Pour en savoir plus, l’équipe du projet Slam (Schizophrénie et langage : analyse et modélisation), soutenue par la Maison des sciences de l’homme Lorraine et le CNRS, s’est intéressée aux incohérences qui apparaissent dans les conversations impliquant des patients schizophrènes. Seulement voilà, repérer et trouver le point commun entre ces différentes incohérences de langage, dans le but d’en faire des indices de diagnostic fiables, est extrêmement fastidieux. Aujourd’hui, la modélisation informatique de la parole proposée par Maxime Amblard, du Laboratoire lorrain de recherche en informatique et ses applications2, facilite cette analyse. Et ce projet a d’ores et déjà permis d’identifier une particularité de langage typique chez les schizophrènes paranoïdes3.
Les discontinuités des schizophrènes
On sait depuis près de dix ans que, dans les discussions avec les schizophrènes paranoïdes, il apparaît des discontinuités décisives. Ce sont des ruptures au cours desquelles la conversation devient apparemment incohérente. Le psycholinguiste Michel Musiol, du laboratoire Analyse et traitement informatique de la langue française4, et le philosophe du langage Manuel Rebuschi, du Laboratoire d’histoire des sciences et de philosophie-Archives Henri-Poincaré5, les ont récemment étudiées en analysant la transcription écrite de conversations entre thérapeutes et patients.
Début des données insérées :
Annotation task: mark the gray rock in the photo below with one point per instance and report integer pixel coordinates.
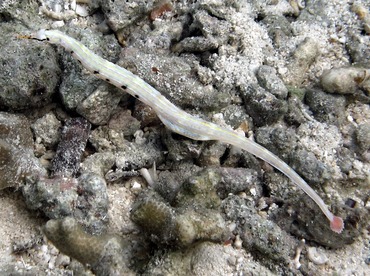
(268, 79)
(122, 13)
(261, 105)
(76, 85)
(16, 151)
(29, 73)
(100, 104)
(326, 107)
(47, 130)
(84, 198)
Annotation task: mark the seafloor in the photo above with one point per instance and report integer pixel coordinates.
(93, 183)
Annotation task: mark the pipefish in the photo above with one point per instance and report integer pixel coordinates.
(173, 117)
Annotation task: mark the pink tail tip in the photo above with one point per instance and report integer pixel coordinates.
(337, 224)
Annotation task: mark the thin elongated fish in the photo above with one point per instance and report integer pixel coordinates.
(173, 117)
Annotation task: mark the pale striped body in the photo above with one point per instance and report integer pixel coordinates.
(173, 117)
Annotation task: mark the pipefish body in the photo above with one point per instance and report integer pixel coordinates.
(175, 118)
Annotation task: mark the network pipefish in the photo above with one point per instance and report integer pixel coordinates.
(173, 117)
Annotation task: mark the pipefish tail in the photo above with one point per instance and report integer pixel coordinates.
(175, 118)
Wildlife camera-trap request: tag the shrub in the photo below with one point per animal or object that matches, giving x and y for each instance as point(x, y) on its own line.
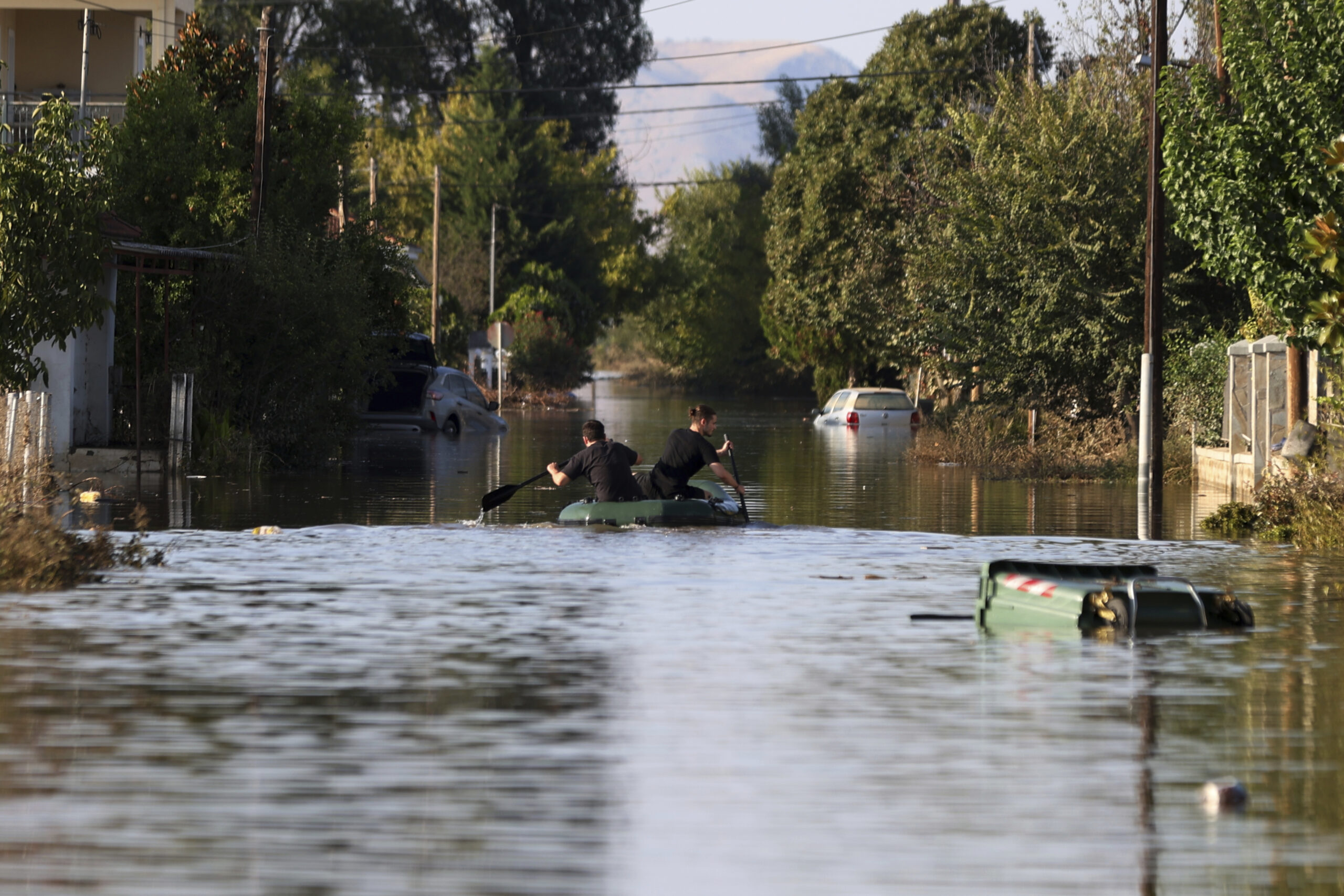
point(543, 356)
point(1193, 386)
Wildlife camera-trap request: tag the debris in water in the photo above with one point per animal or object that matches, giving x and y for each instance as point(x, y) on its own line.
point(1223, 794)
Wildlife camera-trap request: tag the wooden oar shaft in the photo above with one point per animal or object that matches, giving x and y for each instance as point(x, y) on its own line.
point(733, 457)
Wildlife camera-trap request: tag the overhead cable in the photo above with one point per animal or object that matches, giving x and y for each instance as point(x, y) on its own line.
point(577, 114)
point(474, 92)
point(777, 46)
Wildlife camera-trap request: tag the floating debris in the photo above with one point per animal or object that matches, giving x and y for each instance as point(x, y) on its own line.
point(1016, 594)
point(1223, 794)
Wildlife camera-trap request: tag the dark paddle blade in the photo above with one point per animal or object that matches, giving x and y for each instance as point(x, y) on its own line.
point(503, 493)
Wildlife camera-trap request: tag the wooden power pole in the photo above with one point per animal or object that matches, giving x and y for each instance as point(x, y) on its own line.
point(1155, 268)
point(264, 78)
point(433, 277)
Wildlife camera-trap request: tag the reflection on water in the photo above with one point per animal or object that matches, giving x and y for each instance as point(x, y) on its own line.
point(444, 708)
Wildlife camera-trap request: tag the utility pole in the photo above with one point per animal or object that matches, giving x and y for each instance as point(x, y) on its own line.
point(340, 198)
point(433, 279)
point(492, 258)
point(264, 78)
point(499, 352)
point(1151, 398)
point(84, 68)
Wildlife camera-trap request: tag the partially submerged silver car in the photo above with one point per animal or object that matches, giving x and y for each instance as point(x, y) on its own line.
point(869, 407)
point(429, 398)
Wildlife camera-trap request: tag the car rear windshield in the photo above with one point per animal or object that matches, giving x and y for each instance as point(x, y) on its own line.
point(836, 402)
point(467, 388)
point(884, 402)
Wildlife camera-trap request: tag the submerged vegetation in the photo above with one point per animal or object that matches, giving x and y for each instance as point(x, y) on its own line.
point(1306, 508)
point(1000, 446)
point(38, 554)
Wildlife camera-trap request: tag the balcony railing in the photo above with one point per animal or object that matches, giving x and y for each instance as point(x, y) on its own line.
point(17, 111)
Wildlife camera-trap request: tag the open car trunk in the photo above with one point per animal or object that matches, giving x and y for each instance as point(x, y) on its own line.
point(404, 395)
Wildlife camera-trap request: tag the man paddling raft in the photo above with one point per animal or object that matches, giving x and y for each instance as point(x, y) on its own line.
point(606, 465)
point(685, 455)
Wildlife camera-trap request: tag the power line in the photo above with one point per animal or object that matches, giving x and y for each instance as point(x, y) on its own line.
point(588, 25)
point(472, 92)
point(491, 39)
point(777, 46)
point(577, 114)
point(685, 124)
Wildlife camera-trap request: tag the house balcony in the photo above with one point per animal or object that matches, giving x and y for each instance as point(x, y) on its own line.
point(42, 47)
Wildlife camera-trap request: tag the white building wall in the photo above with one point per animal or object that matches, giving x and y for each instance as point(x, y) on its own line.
point(78, 379)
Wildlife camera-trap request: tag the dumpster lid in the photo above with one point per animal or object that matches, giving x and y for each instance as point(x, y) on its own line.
point(1070, 571)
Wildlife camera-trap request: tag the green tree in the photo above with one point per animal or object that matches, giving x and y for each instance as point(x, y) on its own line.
point(51, 191)
point(418, 47)
point(1242, 175)
point(182, 162)
point(704, 318)
point(843, 198)
point(1030, 261)
point(774, 121)
point(1319, 242)
point(286, 338)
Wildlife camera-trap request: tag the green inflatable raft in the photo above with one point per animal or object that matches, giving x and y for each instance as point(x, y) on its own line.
point(718, 511)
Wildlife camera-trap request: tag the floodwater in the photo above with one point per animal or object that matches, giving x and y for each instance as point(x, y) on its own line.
point(390, 699)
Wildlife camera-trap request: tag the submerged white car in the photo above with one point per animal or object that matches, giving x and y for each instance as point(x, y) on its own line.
point(424, 395)
point(869, 407)
point(456, 405)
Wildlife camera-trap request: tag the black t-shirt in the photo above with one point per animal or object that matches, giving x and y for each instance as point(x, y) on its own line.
point(685, 455)
point(608, 467)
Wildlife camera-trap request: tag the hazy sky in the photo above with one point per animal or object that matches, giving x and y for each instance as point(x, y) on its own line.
point(788, 20)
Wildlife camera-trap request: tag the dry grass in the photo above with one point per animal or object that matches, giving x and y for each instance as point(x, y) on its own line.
point(545, 399)
point(1304, 507)
point(37, 554)
point(995, 442)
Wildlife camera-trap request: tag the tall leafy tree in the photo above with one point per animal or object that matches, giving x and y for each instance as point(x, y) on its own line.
point(1030, 261)
point(843, 196)
point(704, 318)
point(774, 121)
point(51, 191)
point(1242, 175)
point(421, 47)
point(182, 162)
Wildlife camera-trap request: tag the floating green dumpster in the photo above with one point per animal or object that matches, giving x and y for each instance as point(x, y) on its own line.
point(1022, 594)
point(718, 511)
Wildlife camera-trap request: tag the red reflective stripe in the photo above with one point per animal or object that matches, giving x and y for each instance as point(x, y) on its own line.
point(1031, 586)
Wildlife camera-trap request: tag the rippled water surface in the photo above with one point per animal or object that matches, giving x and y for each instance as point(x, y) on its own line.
point(383, 699)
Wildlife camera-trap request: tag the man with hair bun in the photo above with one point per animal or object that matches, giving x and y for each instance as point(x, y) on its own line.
point(685, 455)
point(606, 465)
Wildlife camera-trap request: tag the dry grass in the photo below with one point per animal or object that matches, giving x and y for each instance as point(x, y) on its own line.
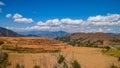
point(87, 57)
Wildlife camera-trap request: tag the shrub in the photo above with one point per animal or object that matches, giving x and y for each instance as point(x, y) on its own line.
point(17, 66)
point(3, 60)
point(113, 66)
point(61, 59)
point(75, 64)
point(118, 58)
point(36, 66)
point(1, 42)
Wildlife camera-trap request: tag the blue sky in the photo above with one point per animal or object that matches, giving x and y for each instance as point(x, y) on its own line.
point(65, 15)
Grâce à l’approche de Maxime Amblard, qui a rejoint leur projet, l’étude a fait un nouveau bond en avant. « Je traduis la sémantique des phrases et le contexte d’une conversation en formules logiques (mathématiques), explique-t-il. Cette modélisation a permis de repérer à quel moment du discours surviennent les fameuses discontinuités, mais aussi d’identifier leur déclencheur. » Résultat : les déclencheurs sont des mots qui se révèlent ambigus selon le contexte, ou bien des mots dont la morphologie elle-même peut prêter à confusion. Les patients schizophrènes peuvent ainsi parler de quelque chose de « flou », au sujet de la mémoire d’un souvenir, puis subitement parler de « flou » au sujet de quelque chose qu’ils voient mal, ce qui aiguille la conversation dans une direction inattendue. Ou alors parler de « la voir » (sous-entendu « voir une personne ») qui va soudainement se transformer en « l’avoir » (sous-entendu « la posséder »).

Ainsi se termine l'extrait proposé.